I was thinking that Reigns and Lesnar would both retain and that Lesnar would win the rumbleand choose to go after both titles


----------



## deadcool (May 4, 2006)

Reigns vs Lesnar for the millionth time

Rousey vs Lynch

Lashley vs Rollins

Usos vs Riddle/Orton


----------



## James Cagney (Oct 5, 2016)

So predictable now.
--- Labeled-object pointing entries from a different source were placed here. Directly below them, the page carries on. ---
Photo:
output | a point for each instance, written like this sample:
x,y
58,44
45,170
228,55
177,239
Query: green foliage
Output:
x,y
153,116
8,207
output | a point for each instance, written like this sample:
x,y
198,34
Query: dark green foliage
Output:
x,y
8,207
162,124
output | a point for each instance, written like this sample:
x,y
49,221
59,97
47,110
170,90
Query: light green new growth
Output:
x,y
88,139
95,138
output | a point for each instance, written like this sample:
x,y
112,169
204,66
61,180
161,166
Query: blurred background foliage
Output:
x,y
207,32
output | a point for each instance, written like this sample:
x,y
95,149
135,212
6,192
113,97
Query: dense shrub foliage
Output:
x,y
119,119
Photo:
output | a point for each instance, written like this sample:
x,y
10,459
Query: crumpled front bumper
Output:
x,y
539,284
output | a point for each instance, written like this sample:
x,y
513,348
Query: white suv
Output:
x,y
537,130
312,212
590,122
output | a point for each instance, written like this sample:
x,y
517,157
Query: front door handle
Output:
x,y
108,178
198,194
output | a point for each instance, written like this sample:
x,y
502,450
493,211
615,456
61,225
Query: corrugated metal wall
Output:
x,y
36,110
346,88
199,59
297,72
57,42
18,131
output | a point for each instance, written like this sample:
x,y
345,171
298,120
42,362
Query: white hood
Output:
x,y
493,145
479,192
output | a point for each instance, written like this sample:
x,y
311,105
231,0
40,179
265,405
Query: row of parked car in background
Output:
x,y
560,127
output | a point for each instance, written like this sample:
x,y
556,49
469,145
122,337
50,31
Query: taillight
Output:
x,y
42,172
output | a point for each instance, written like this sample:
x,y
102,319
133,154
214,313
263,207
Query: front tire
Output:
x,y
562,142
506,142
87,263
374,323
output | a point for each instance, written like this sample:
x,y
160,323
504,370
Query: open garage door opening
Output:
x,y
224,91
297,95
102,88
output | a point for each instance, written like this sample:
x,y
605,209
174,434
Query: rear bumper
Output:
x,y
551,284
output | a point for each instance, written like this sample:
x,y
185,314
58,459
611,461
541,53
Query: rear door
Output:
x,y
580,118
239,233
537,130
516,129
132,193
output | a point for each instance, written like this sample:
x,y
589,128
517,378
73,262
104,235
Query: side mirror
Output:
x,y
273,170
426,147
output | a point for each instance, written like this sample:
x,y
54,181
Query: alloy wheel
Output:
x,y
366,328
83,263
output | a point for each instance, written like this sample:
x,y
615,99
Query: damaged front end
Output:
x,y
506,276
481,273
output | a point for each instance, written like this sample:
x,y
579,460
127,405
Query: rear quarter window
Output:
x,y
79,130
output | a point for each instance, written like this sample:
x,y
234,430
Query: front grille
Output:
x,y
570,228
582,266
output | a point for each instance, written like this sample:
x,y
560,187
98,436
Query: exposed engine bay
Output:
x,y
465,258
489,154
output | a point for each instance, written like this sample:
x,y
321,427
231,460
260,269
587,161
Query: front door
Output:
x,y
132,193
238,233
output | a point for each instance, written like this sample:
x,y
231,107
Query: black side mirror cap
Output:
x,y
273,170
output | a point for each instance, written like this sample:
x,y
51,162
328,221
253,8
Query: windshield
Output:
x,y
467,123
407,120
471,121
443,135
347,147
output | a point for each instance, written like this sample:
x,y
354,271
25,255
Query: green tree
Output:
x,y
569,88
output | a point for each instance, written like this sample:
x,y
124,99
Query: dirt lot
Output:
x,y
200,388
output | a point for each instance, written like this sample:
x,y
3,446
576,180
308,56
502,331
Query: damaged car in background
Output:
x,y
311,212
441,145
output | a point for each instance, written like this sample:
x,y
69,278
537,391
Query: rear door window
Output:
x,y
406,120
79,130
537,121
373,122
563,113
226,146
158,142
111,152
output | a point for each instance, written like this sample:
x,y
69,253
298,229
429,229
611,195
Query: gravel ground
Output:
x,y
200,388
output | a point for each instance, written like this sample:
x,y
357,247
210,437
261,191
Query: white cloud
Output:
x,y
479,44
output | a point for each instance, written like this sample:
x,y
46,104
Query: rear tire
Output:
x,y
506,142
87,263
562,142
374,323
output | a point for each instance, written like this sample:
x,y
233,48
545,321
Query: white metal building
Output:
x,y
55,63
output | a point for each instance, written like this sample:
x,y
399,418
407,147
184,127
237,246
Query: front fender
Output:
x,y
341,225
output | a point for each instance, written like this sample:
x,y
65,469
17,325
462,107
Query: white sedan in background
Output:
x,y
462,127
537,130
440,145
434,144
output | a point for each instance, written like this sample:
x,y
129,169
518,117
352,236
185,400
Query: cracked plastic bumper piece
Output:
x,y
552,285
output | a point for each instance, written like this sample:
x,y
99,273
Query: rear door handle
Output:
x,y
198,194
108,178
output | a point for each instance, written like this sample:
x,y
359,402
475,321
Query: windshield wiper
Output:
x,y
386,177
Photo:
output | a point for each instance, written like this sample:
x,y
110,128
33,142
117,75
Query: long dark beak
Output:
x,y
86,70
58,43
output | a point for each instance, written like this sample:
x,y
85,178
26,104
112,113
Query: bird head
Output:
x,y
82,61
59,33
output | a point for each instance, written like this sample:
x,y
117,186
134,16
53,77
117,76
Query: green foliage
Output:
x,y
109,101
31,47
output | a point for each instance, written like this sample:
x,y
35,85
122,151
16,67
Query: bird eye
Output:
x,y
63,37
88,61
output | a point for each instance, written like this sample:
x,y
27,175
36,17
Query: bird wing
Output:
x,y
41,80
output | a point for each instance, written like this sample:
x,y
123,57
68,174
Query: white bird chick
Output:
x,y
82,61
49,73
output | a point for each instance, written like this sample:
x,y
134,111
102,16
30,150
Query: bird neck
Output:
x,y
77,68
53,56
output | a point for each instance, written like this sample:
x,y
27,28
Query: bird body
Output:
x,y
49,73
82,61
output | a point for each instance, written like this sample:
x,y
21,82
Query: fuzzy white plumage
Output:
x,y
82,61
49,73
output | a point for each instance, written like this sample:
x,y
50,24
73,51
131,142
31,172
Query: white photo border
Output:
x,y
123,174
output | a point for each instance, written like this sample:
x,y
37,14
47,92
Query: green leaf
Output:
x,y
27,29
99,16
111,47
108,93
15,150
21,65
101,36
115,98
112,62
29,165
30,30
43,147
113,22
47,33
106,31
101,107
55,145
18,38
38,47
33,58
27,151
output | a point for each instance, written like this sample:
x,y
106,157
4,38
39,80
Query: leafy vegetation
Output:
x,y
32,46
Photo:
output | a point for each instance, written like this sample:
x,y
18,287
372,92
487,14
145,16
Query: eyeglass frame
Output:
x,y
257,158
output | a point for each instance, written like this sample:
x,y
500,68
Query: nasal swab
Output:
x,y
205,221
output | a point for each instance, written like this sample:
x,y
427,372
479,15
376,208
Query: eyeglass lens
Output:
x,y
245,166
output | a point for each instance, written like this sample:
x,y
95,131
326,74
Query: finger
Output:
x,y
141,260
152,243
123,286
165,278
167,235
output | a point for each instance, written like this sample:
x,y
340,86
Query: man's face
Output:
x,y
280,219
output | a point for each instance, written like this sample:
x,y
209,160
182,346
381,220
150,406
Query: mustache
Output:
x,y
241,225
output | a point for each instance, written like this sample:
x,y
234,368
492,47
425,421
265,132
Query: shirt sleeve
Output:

Lesnar to take his revenge at Mania which will be so unfair to Reigns getting fed to Lesnar yet again.


----------



## DUD (Feb 21, 2021)

Roman Reigns vs Brock Lesnar
Bobby Lashley vs AJ Styles
Charlotte vs Ronda Rousey
Becky Lynch vs Bianca Belair
Sheamus vs Bad Bunny
Drew McIntyre vs Happy Corbin
Shane McMahon vs Austin Thery
The Usos vs Rollins and KO
Damien Priest vs Finn Balor


----------



## Sbatenney (Jul 3, 2018)

Brock vs Reigns(clear as day after the rumble to be honest, only one that I am 100% sure of)
Becky Lynch vs Ronda Rousey(I still think they will make this a trio of matches at Mania with Ronda getting her win back and than Becky likely beating her next year's mania)
Charlotte vs Lita(I think they kinda showed with some camera work like when they framed Lita and Charlotte with the Mania sign)
Bobby Lashley vs Drew McIntrye vs Seth Rollins(I think Drew is moving on from Happy after the beatdown at the rumble, I could see him moving back to RAW since Brock and Big E are heading to Smackdown)
AJ Styles vs Kevin Owens(Honestly just want to see this match happen at Mania)
Happy Corbin vs Nakamura vs Sami Zayn
Shane McMahon vs Austin Theory 
Bad Bunny and Damien Priest vs Sheamus and Ridge Holland
Randy Orton vs Riddle


----------